ADB project helps boost climate resilience in Vietnam’s health system hinh anh 1A doctor gives health examination to a woman in a mountainous area of Vietnam (Photo: VNA)
Hanoi (VNA) – The Asian Development Bank (ADB) announced on July 19 its assessment of a six-year project helping boost the capacity of health systems in Cambodia, Laos, and Vietnam to climate-induced health threats.

The project, Strengthening Resilience to Climate Change in the Health Sector in the Greater Mekong Subregion (GMS), was approved in 2015 with a 4.4 million USD grant from the Nordic Development Fund and counterpart financing from the three governments.

It was ADB’s first initiative in Southeast Asia to improve government responses to climate change’s impacts on health care.

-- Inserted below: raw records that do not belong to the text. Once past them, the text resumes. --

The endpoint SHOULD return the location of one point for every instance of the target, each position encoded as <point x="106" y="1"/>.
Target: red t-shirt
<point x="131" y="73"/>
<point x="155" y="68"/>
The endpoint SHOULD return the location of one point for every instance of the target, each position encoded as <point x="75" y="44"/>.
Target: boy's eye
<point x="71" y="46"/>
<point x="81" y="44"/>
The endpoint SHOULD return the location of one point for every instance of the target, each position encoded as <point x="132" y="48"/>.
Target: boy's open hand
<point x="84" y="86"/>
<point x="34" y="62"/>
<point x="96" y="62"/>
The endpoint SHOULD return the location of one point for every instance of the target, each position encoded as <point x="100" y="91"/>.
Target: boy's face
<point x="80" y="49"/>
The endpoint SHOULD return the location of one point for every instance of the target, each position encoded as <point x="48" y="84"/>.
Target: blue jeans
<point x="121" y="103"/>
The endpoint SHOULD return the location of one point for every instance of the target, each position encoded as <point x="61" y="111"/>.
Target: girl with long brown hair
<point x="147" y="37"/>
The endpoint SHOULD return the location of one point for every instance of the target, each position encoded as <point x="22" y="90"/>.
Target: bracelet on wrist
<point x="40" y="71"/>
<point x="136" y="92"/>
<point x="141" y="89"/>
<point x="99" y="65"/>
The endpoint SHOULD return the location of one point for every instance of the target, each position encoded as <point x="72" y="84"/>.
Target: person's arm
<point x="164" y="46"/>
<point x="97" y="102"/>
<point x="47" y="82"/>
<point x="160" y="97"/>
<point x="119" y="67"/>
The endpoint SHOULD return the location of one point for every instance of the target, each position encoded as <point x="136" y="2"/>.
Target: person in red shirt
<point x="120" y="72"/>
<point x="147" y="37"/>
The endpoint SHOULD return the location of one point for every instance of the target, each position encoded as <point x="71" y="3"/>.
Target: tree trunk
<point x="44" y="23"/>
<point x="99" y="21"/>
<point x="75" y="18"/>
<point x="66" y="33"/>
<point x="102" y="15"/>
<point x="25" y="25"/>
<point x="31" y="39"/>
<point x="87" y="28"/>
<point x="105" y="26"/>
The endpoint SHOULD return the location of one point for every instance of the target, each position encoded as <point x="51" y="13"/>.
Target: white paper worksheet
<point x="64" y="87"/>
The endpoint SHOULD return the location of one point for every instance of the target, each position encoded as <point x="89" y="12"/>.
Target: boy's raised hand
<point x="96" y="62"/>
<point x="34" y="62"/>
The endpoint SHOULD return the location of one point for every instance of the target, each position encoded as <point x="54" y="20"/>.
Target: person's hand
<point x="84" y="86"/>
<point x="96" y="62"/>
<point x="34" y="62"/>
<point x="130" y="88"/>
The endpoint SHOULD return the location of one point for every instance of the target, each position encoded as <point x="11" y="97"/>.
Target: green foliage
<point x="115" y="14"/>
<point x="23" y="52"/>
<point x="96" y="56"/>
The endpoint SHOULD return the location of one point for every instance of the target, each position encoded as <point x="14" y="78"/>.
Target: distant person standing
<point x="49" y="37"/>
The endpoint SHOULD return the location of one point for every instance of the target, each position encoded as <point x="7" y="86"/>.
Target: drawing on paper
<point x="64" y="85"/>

It helped the three countries adopt national health adaptation plans to address weather-related health risks, including heat and communicable diseases such as dengue, malaria, heat stress, and diarrhea.

The project was implemented by the Preventive Medicine Department of Cambodia, the Department of Hygiene and Health Promotion of Laos, and the Health Environment Management Agency of Vietnam.

In its news release, ADB said that in all, the project completed detailed vulnerability and adaptation assessments for 14 high-risk provinces in those countries and trained more than 1,300 health sector staff on climate change and health adaptation.

In addition, more than 600 policy makers from the public and private sectors participated in high-level advocacy meetings and workshops focused on national health adaptation strategies and the coordination of disease surveillance and responses, among others.

The project also helped the three governments identify cost-effective investments to reduce mortality and morbidity caused by diseases related to climate change. They included establishing early heat warning systems and upgrading health facilities to be more climate resilient, especially in remote, underserved communities.

In particular, it improved timely data gathering for governments to monitor the impact of climate change on public health, tools such as a database, a modeling approach, and a digital atlas. The project also trained national and provincial health staff on surveillance systems for climate-sensitive diseases, the analysis of epidemiology data, and health challenges unique to women, children, and other vulnerable groups.

“The project has helped reduce Cambodia, the Lao PDR, and Vietnam’s vulnerability to climate-induced health threats, especially among vulnerable populations, including the poor, migrants, and ethnic minorities,” said ADB Director of Human and Social Development for Southeast Asia Ayako Inagaki.

ADB Country Director for Vietnam Andrew Jeffries noted: “The health national adaptation plan and surveillance systems supported by this project will help Vietnam mitigate climate change’s health and economic impacts amid the COVID-19 pandemic.”

The bank added that the governments of Cambodia, Laos, and Vietnam recognise that climate change is a major threat to their sustainable economic development. All three had approved strategic plans for public health as part of their national strategic plans on climate change./.